Bahasa Adalah Identitas, Bagian Dari Budaya

Reza Fahlevi
8 min readDec 29, 2020

Cover by: Reza Fahlevi

Indonesia merupakan negara yang memiliki beragam bahasa daerah. Terlepas dari Bahasa Indonesia adalah sebuah bahasa nasional yang mana setiap warga negara harus dapat menguasainya, apalagi jika berinteraksi di tempat-tempat formal seperti perkantoran ataupun sekolah. Namun begitu, bahasa daerah tak dapat dipungkiri merupakan bahasa ibu bagi kebanyakan orang.

Di Aceh misalnya, banyak orang Aceh tumbuh dengan memahami Bahasa Aceh sebagai yang pertama kali mereka ketahui. Hal ini terjadi sebab, dalam ruang lingkup keluarga, kerap sekali orang-orang tua di Aceh berbicara dengan anak-anak mereka menggunakan Bahasa Aceh. Sedangkan Bahasa Indonseia kebanyakan mereka ketahui ketika berinteraksi dengan orang selain dari keluarga seperti di sekolah, yang sering berkomunikasi dengan guru atau teman.

Namun seiring pergerakan waktu dan zaman yang semakin menuju ke arah modern, penggunaan Bahasa Aceh perlahan mulai terkikis terutama yang bertempat tinggal di daerah perkotaan. Ada beberapa faktor kenapa hal ini terjadi. Salah satunya adalah masuknya para pendatang ke Aceh yang mana mereka sama sekali tidak bisa berbicara dalam Bahasa Aceh. Contoh, ada orang Medan yang bekerja di Aceh. Otomatis dia juga akan tinggal di Aceh dan berbaur dengan orang Aceh pula. Sebab orang Medan ini tidak bisa berbahasa Aceh, maka mau tak mau, orang Aceh harus berbicara dengan dia menggunakan Bahasa Indonesia. Hal ini bagus selain untuk menjaga hubungan interaksi tetap berjalan antar sesama, juga ada rasa saling menghargai terhadap orang yang tidak mengerti Bahasa Aceh. Inilah adap dalam berkomunikasi dengan sesama.

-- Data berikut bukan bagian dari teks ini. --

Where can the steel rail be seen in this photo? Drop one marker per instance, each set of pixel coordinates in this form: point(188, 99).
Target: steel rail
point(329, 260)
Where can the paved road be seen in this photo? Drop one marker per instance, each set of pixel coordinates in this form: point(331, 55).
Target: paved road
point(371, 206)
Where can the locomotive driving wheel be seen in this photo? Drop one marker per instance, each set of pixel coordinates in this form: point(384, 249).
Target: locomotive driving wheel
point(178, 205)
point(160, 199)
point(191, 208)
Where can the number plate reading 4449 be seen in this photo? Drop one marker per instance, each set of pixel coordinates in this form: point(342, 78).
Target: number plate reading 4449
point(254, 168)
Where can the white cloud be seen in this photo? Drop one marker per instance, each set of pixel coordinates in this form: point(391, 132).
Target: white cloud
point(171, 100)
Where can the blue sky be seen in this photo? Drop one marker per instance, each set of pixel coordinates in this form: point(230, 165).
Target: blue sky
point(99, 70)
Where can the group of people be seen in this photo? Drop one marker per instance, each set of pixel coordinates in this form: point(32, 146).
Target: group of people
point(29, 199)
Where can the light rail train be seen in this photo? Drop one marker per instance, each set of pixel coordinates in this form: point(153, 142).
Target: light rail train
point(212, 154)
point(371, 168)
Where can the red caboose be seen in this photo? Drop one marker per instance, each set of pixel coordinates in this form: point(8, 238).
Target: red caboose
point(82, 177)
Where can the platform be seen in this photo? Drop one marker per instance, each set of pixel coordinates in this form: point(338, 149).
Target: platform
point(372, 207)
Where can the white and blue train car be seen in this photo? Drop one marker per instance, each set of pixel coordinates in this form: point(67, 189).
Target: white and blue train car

Namun, karena semakin banyaknya para pendatang yang masuk, secara perlahan malah membuat orang Aceh sendiri malah terikut menggunakan Bahasa Indonesia ketika berbicara dengan sesama orang Aceh, yang mana mereka saling tahu-menahu terhadap bahasa mereka sendiri, yaitu Bahasa Aceh. Tapi karena sudah terlalu sering menggunakan Bahasa Indonesia, maka secara spontan pun orang-orang Aceh terbawa akan situasi tersebut.

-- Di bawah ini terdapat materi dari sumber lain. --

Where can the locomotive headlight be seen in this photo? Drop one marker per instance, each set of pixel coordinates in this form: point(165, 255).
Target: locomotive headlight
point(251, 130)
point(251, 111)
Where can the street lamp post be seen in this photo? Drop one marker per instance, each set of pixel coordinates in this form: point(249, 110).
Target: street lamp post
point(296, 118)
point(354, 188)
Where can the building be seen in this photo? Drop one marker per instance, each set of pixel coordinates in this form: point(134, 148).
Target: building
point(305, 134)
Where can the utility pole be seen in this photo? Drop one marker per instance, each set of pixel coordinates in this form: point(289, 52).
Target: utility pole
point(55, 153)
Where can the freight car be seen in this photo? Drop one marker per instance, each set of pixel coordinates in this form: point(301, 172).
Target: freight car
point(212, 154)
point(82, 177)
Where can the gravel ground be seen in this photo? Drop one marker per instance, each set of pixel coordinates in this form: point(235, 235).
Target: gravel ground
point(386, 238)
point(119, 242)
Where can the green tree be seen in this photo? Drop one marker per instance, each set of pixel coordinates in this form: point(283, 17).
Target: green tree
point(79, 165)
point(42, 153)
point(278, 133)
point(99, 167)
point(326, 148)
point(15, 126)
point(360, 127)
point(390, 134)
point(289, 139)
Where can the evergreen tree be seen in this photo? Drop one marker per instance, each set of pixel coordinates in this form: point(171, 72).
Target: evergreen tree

Sebenarnya tidak masalah jika kita ingin berkomunikasi menggunakan bahasa apa saja. Itu adalah hak pribadi masing-masing. Tapi adalah sebuah kelucuan ketika orang sesama Aceh, mereka saling mengerti Bahasa Aceh, dapat menggunakannya dengan baik, tapi malah berbicara menggunakan Bahasa Indonesia.

  • Pergeseran Bahasa

Dalam Sosiolunguistik, kejadian yang penulis jelaskan diistilahkan dengan Language Shift atau pergeseran bahasa. Faktornya seperti yang sudah disebutkan di penjelasan sebelumnya yaitu, ketika ada pendatang yang datang ke daerah lain, dalam hal ini adalah Aceh, maka ada dua kemungkinan yang akan terjadi ketika para pendatang menapakkan kaki mereka di daerah baru. Kemungkinan pertama adalah, para pendatang itu yang akan kehilangan bahasa ibunya. Hal ini terjadi sebab mereka telah menetap di tempat yang sama sekali masyarakatnya tidak menggunakan bahasa ibu mereka. Maka mereka terpaksa untuk berbicara menggunakan bahasa lain hingga lama kelamaan bahasa baru itu kian melekat dalam diri mereka, dan bahasa ibu mereka terus terkikis perlahan. Tapi apabila para pendatang baru itu tetap menjaga bahasa ibu mereka dengan mencoba untuk terus berbicara menggunakan bahasa tersebut dengan sesama mereka. Jadi, ketika mereka sedang berkumpul dengan kelompok mereka yang berasal dari daerah yang sama, mereka akan tetap menggunakan bahasa daerah mereka. Maka hal ini kecil kemungkinan bahasa daerah tersebut hilang dari dalam ingatan mereka.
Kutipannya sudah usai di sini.